Les principales démocraties dans le monde sont des démocraties parlementaires, ce qui signifie que le peuple confie à une oligarchie le soin de le gouverner. C’est ainsi que l’on en vient à des Républiques monarchiques dans lesquelles le pouvoir est entre les mains de quelques un qui ne sont nullement tenus d’appliquer le programme pour lequel ils ont été élus. Ce type de démocratie conduit nécessairement à la démagogie comme on peut le constater en période pré-électorale, lorsque les candidats font des promesses impossibles à tenir. Le monarque qui n’est pas élu n’a pas besoin de ce subterfuge !
Les démocraties parlementaires ne sont pas à l’abri de sombrer dans la dictature d’une oligarchie qu’aujourd’hui on dénomme, de façon abusive, « l’élite ». On peut constater combien la frange des super diplômés exerce arrogance et mépris vis-à-vis de la masse qu’il convient « d’éduquer », c’est-à-dire de manipuler. L’époque que nous vivons en apporte un triste exemple… Le mode de fonctionnement de certaines démocraties parlementaires n’est finalement pas très éloigné du système pyramidal, comme on peut le constater en France avec une gouvernance Jacobine dans laquelle le peuple n’est jamais consulté, sauf lorsqu’il s’agit de donner son pouvoir à des tiers qui en disposent à leur guise.

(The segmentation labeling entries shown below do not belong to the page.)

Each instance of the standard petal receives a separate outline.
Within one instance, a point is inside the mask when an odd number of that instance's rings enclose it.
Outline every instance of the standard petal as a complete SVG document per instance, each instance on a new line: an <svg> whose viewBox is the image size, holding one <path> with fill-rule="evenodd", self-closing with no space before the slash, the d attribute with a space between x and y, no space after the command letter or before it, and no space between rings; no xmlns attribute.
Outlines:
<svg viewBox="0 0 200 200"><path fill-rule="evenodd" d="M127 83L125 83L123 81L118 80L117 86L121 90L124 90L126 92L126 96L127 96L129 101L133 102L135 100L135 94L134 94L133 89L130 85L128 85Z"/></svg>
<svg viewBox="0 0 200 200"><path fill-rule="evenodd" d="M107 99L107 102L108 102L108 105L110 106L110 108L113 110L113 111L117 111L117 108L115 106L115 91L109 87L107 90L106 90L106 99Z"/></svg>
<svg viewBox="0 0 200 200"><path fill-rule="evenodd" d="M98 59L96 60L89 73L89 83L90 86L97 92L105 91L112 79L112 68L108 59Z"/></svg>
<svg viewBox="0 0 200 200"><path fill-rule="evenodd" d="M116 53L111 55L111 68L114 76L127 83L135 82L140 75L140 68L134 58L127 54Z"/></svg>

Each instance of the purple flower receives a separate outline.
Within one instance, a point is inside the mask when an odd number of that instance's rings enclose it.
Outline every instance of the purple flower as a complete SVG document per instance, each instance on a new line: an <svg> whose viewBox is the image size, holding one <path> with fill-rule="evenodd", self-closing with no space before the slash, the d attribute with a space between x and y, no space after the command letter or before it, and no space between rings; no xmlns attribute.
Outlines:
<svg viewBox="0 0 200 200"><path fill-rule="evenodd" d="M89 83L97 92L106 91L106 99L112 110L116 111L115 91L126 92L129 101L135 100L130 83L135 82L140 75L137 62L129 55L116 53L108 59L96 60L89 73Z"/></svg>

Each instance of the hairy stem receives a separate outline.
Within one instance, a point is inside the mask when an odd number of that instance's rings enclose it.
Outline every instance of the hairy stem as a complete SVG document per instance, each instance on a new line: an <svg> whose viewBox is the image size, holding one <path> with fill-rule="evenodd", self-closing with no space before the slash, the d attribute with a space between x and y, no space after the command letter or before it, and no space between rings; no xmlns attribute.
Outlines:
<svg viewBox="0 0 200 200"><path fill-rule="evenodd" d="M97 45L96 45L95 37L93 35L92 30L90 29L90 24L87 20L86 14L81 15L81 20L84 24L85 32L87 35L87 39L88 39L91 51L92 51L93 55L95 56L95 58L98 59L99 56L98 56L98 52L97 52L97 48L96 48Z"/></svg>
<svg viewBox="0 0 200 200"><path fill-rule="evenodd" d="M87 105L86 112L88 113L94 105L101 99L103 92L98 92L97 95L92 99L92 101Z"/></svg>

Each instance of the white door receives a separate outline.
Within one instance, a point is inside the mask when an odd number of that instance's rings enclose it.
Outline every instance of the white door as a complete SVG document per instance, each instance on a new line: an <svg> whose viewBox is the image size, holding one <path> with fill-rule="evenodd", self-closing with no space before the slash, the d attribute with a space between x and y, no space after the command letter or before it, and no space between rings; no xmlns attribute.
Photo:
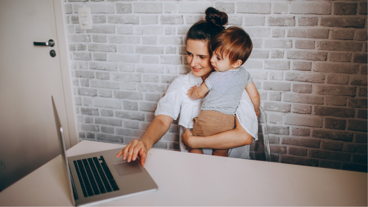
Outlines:
<svg viewBox="0 0 368 207"><path fill-rule="evenodd" d="M0 191L60 154L52 95L71 145L54 4L0 1Z"/></svg>

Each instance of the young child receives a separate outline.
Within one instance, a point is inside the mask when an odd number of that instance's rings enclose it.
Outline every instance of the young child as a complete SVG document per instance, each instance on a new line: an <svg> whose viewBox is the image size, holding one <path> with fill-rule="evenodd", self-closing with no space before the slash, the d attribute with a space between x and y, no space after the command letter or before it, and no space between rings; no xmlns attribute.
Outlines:
<svg viewBox="0 0 368 207"><path fill-rule="evenodd" d="M235 113L244 88L256 115L259 115L258 91L249 73L241 66L248 59L252 47L248 34L236 27L225 29L211 41L209 45L212 53L210 61L216 71L198 88L192 87L187 94L193 100L207 94L202 102L201 113L194 119L194 135L209 136L234 129ZM214 149L212 155L227 157L228 151ZM190 152L203 154L200 148Z"/></svg>

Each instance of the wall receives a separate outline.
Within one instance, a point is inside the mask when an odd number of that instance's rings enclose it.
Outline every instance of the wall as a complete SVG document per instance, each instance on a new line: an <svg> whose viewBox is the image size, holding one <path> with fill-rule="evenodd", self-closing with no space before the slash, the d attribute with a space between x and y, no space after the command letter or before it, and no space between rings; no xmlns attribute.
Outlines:
<svg viewBox="0 0 368 207"><path fill-rule="evenodd" d="M126 144L140 137L170 83L190 71L186 33L212 6L252 38L244 66L266 111L273 161L367 171L366 0L65 5L80 139ZM79 28L82 7L91 8L92 30ZM178 141L174 122L154 147L177 150ZM258 159L263 149L251 148Z"/></svg>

La vraie démocratie horizontale
Finalement, on peut se demander si la démocratie parlementaire ne constitue pas le plus mauvais des régimes politiques car il cumule les désavantages de la monarchie pyramidale d’un côté et de la démocratie démagogue de l’autre. Sur le fond et sur les grands thèmes, elle ne tient pas compte de l’avis des citoyens, mais elle cède aux caprices d’un peuple qui exige des plaisirs immédiats et couteux. « Cette espèce de compromis entre le despotisme administratif et la souveraineté du peuple » ajoutait de Tocqueville.
S’il existe une vraie démocratie horizontale, il ne peut s’agir que de la démocratie directe dont j’ai souvent vanté les avantages. (Lire chronique 753 « Redonner la parole au peuple »). Elle permet au peuple de s’exprimer sur tous les sujets qui le concerne directement en le questionnant régulièrement. Nulle part ailleurs qu’en Suisse la démocratie directe n’est aussi usitée et entrée dans les mœurs. Le citoyen se sent responsable car il n’a pas délégué son pouvoir à un tiers, ce qui l’éloigne des caprices juvéniles qui ont cours dans les autres démocraties immatures.
Prenons exemple sur la Suisse dont les citoyens sont priés de s’exprimer par référendum sur la pertinence d’un passe-sanitaire à la fin de ce mois de novembre !
J’ai souvent écrit que si les démocraties parlementaires ne se transformaient pas en démocraties directes, elles sombreraient dans le chaos d’abord, puis dans la tyrannie ensuite. La France en est déjà à la première étape, incapable de contrôler une partie de son territoire et de juguler une immigration massive qui la submerge, contre l’avis de la majorité de sa population. La seule chose qu’elle sait encore faire, c’est confiner sa population ou distribuer l’argent qu’elle n’a pas… Est-ce le début de la sagesse, mais je fais miennes ces paroles du Roi Ferrante dans la « Reine Morte » d’Henri de Montherlant :« Quand on vieillit, les colères deviennent des tristesses ».